Quante volte ho ripetuto questa frase e ogni volta con ferma convinzione. Chi me lo fa fare ogni volta andare a letto presto la sera, fare attenzione a ciò che mangio, alzarmi presto il mattino e poi partire insieme a tanti altri ‘pazzi’ come me con una frontale in testa e con l’aria pungente sulle guance, sulle cosce e sulle braccia?

Quante volte, nei momenti che precedono il via, mi sono guardata intorno e ho cercato di analizzare lucidamente ciò che provo e ciò che mi circonda. Io e gli altri concorrenti ci guardiamo e ci scrutiamo, infreddoliti, intimoriti dai chilometri e il dislivello che dovremo percorrere. Andrà tutto bene? Avrò un calo di zuccheri? Patirò di stomaco?  Non forzo troppo, ma prima cerco di carburare e poi vediamo come sto e comincio ad accelerare… questi sono ogni volta i pensieri che ho nella testa.
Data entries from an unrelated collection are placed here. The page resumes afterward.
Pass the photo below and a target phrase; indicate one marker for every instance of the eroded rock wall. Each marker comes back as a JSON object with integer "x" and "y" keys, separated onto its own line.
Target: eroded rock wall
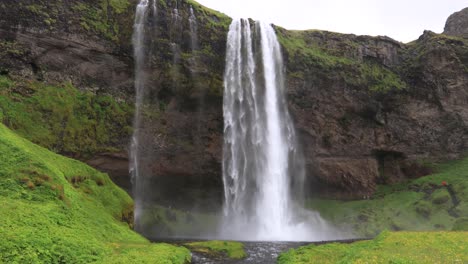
{"x": 368, "y": 110}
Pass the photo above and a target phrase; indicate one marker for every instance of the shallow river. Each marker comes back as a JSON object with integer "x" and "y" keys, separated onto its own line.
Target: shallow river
{"x": 257, "y": 252}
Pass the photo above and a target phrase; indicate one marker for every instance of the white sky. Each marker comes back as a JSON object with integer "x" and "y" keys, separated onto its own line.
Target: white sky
{"x": 403, "y": 20}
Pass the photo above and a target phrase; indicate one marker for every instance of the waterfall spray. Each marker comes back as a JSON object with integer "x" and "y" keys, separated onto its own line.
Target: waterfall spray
{"x": 260, "y": 155}
{"x": 139, "y": 56}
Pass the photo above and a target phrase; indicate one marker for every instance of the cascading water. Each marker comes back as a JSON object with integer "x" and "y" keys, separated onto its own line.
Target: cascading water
{"x": 261, "y": 162}
{"x": 139, "y": 56}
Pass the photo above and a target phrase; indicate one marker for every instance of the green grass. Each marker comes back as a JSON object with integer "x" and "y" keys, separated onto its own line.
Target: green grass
{"x": 234, "y": 250}
{"x": 62, "y": 118}
{"x": 304, "y": 53}
{"x": 399, "y": 247}
{"x": 172, "y": 222}
{"x": 421, "y": 204}
{"x": 58, "y": 210}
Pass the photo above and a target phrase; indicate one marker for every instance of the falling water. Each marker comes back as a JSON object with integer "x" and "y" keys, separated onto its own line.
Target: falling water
{"x": 139, "y": 56}
{"x": 193, "y": 30}
{"x": 261, "y": 162}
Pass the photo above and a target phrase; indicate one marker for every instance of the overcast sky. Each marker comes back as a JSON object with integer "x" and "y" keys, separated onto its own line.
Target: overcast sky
{"x": 403, "y": 20}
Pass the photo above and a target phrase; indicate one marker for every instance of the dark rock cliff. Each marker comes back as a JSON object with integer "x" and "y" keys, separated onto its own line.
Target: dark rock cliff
{"x": 457, "y": 24}
{"x": 369, "y": 109}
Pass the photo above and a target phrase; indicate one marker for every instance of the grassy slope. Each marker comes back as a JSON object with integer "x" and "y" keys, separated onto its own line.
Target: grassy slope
{"x": 58, "y": 210}
{"x": 421, "y": 204}
{"x": 399, "y": 247}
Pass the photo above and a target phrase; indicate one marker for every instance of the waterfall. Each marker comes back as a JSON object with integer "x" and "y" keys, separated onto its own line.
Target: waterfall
{"x": 262, "y": 165}
{"x": 193, "y": 30}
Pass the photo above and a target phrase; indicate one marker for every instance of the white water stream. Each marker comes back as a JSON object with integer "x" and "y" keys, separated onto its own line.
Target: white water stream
{"x": 262, "y": 166}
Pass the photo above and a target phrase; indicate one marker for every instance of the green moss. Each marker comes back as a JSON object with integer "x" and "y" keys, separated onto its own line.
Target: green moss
{"x": 58, "y": 210}
{"x": 11, "y": 48}
{"x": 305, "y": 53}
{"x": 380, "y": 79}
{"x": 404, "y": 206}
{"x": 461, "y": 224}
{"x": 101, "y": 20}
{"x": 169, "y": 222}
{"x": 234, "y": 250}
{"x": 64, "y": 119}
{"x": 119, "y": 6}
{"x": 440, "y": 197}
{"x": 400, "y": 247}
{"x": 210, "y": 17}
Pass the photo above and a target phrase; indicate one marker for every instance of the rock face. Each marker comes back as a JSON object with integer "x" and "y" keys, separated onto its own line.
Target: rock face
{"x": 368, "y": 110}
{"x": 457, "y": 24}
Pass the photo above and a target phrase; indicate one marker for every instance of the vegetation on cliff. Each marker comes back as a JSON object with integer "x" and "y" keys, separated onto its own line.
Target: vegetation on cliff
{"x": 63, "y": 119}
{"x": 58, "y": 210}
{"x": 325, "y": 52}
{"x": 435, "y": 202}
{"x": 399, "y": 247}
E ogni volta ci ricasco….finita una gara ecco subito a cercarne un’altra che possa regalarmi emozioni e mi possa fare sentire viva. Non sempre ho portato a termine tutti i trail a cui mi sono iscritta, a volte infatti ho dovuto accettare i miei limiti fisici, a volte quelli mentali, ma non l’ho mai presa come una sconfitta anzi un punto sempre da cui ripartire e un bagaglio di esperienza da portarmi dietro.
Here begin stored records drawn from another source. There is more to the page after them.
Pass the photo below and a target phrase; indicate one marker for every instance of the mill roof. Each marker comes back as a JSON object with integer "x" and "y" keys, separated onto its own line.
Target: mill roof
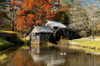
{"x": 56, "y": 24}
{"x": 42, "y": 29}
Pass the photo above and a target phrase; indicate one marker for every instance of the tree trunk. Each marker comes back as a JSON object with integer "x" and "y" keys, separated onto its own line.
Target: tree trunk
{"x": 92, "y": 36}
{"x": 12, "y": 25}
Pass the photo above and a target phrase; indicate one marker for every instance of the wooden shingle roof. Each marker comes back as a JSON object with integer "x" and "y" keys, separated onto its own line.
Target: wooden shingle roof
{"x": 42, "y": 29}
{"x": 56, "y": 24}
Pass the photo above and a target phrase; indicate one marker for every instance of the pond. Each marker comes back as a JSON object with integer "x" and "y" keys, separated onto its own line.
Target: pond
{"x": 50, "y": 56}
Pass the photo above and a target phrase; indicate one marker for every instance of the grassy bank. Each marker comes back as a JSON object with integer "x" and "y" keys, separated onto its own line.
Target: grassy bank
{"x": 86, "y": 43}
{"x": 5, "y": 44}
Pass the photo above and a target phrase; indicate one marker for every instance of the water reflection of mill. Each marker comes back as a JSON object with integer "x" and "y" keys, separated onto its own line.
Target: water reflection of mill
{"x": 48, "y": 55}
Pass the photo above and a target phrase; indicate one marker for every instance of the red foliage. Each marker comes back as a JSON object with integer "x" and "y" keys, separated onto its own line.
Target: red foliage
{"x": 34, "y": 12}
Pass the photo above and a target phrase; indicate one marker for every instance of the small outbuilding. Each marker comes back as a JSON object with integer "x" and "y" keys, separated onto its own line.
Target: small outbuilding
{"x": 40, "y": 33}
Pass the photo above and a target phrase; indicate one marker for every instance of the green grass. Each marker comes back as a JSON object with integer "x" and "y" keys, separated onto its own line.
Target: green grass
{"x": 5, "y": 44}
{"x": 86, "y": 43}
{"x": 3, "y": 31}
{"x": 3, "y": 57}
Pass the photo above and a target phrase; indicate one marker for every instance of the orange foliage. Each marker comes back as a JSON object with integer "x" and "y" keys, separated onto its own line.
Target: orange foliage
{"x": 34, "y": 12}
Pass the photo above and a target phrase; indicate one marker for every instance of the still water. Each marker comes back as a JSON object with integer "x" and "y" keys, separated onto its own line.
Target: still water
{"x": 50, "y": 56}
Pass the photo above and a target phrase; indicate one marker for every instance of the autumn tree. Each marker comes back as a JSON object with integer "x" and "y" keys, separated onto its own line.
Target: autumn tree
{"x": 35, "y": 12}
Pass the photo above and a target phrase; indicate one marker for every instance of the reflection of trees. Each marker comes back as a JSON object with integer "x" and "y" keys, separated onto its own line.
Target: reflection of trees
{"x": 22, "y": 58}
{"x": 47, "y": 55}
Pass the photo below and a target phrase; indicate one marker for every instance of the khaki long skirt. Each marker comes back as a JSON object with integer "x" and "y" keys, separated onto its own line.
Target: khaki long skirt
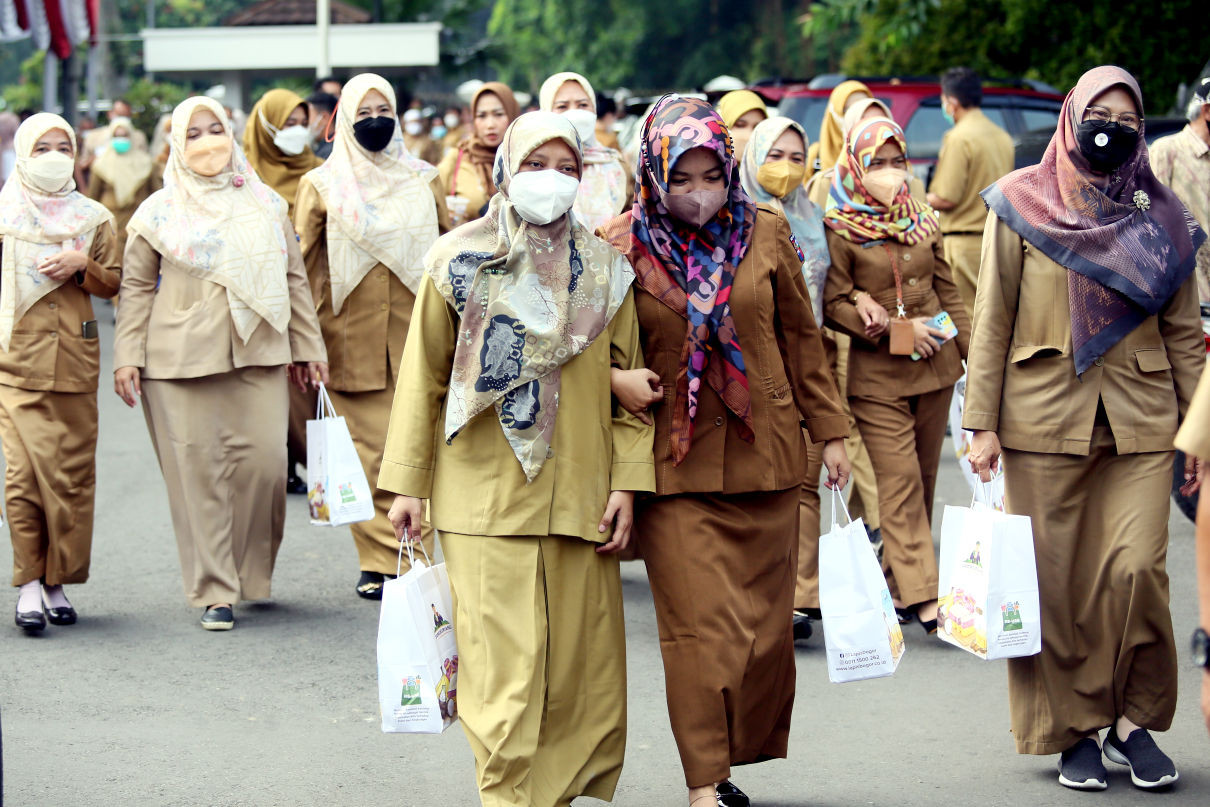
{"x": 1100, "y": 535}
{"x": 222, "y": 447}
{"x": 541, "y": 643}
{"x": 722, "y": 571}
{"x": 50, "y": 447}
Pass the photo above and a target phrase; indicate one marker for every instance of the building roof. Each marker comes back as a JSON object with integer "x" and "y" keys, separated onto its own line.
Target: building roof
{"x": 295, "y": 12}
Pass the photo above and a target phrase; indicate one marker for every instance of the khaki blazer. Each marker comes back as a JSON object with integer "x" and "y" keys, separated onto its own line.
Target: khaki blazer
{"x": 1021, "y": 381}
{"x": 176, "y": 326}
{"x": 49, "y": 350}
{"x": 928, "y": 289}
{"x": 788, "y": 373}
{"x": 368, "y": 334}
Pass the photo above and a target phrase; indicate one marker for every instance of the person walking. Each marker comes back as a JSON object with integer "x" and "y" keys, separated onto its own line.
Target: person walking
{"x": 57, "y": 249}
{"x": 511, "y": 399}
{"x": 974, "y": 154}
{"x": 726, "y": 323}
{"x": 1087, "y": 351}
{"x": 214, "y": 307}
{"x": 1182, "y": 162}
{"x": 366, "y": 219}
{"x": 888, "y": 264}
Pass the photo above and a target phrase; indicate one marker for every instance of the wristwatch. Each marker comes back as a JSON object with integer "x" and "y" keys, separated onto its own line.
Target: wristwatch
{"x": 1200, "y": 649}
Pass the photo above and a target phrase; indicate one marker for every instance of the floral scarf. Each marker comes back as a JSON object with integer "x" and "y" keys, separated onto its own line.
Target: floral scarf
{"x": 529, "y": 299}
{"x": 1128, "y": 243}
{"x": 692, "y": 270}
{"x": 854, "y": 214}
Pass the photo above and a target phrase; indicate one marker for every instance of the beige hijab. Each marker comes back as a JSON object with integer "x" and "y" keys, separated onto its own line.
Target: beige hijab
{"x": 380, "y": 207}
{"x": 35, "y": 225}
{"x": 224, "y": 229}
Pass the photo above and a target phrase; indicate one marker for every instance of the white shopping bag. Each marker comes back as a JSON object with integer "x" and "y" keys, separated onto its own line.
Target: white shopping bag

E ogni volta è come se fosse la ‘prima volta’. Mi iscrivo e da quel preciso istante ho un obiettivo da perseguire per cui comincio a pianificare la mia settimana per poter effettuare gli allenamenti che servono. E ogni volta vengo catapultata in un sogno, un sogno da realizzare. Non ambisco a podio e a classifiche ma il mio vero obiettivo è arrivare in fondo divertendomi e assaporando tutto ciò che questa esperienza mi offre.
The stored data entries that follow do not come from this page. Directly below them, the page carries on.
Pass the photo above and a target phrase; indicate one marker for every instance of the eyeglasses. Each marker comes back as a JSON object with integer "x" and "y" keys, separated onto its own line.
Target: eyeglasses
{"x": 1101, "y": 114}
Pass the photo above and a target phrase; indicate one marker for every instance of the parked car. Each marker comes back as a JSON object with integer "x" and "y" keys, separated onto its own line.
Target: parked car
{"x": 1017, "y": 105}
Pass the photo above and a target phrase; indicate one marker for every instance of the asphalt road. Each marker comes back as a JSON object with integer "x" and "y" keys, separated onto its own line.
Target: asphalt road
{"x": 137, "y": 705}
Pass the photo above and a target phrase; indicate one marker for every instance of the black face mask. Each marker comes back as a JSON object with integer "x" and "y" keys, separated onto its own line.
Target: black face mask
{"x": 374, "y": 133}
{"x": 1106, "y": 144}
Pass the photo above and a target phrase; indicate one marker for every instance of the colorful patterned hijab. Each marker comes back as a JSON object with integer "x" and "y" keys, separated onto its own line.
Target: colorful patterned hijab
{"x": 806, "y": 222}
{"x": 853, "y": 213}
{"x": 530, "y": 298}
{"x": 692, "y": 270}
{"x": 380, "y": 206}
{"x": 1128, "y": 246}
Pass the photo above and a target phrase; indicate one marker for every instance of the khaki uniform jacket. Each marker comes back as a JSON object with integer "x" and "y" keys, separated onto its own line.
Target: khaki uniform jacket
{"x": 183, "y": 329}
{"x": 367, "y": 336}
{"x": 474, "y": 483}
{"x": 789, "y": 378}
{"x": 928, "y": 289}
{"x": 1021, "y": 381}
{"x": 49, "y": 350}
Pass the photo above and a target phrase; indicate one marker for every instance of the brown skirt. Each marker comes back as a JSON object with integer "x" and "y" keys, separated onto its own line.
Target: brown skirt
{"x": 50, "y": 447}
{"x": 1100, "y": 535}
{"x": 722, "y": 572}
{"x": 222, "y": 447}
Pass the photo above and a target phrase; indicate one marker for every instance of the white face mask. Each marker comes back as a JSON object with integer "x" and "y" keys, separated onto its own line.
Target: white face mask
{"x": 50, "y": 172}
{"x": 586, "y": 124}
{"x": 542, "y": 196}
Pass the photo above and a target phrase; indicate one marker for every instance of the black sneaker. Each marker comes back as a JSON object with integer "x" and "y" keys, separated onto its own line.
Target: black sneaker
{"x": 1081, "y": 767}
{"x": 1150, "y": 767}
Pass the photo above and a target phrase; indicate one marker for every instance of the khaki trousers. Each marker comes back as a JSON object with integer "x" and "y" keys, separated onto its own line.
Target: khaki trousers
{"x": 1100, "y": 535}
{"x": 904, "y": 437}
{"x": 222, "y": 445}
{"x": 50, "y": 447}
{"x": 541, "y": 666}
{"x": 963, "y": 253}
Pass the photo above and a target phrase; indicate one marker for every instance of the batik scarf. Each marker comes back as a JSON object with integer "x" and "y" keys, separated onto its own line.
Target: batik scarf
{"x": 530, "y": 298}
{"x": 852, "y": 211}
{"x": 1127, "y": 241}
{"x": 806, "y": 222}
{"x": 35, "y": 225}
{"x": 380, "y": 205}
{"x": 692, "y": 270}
Cosa mi spinge quindi a tutto questo?

Me lo domando costantemente. Sicuramente la voglia di mettermi in gioco, di imparare a conoscere il mio corpo e le mie sensazioni, la voglia di provare emozioni lassù sulle mie Amate Montagne e come protetta da un infinito abbraccio sentirmi libera…lontano dalla società che sempre più cerca di ingabbiarci.

La gara in realtà la considero un pretesto perché di per sé è il culmine di un viaggio iniziato ben tanto tempo prima quando nella tua testolina cominci a capire che sei attratta da questo mondo e ne vuoi entrare a fare parte. Mesi e mesi di allenamento, di sacrifici, di fatica ma soprattutto momenti indimenticabili e fortissime emozioni. E tutto questo per la mia più grande passione: la Montagna. E ogni gara mi offre sempre qualcosa di nuovo. Ancora prima di partire mi ha già dato molto. Infatti mi fa capire che intorno a me ci sono persone fantastiche che mi vogliono bene e che saranno lì a sostenermi fisicamente lungo il percorso o anche solo mentalmente pensandomi e tifando a distanza per me, affinché io realizzi il ‘mio’ Sogno.

Non importa quindi se sei un campione o un semplice trailer come nel mio caso, ognuno di noi ha nel Cuore un proprio obiettivo, un livello di asticella da alzare sempre di più. Non importa da quale livello si parta, ma l’importante è partire e crederci fino in fondo…e durante questo meraviglioso viaggio assaporare ogni singolo respiro e ammirare con occhi stupiti e pieni d’Amore la Bellezza della Natura che ci circonda senza mai perdere l’Umanità nei confronti degli altri concorrenti che stanno condividendo con noi le stesse emozioni.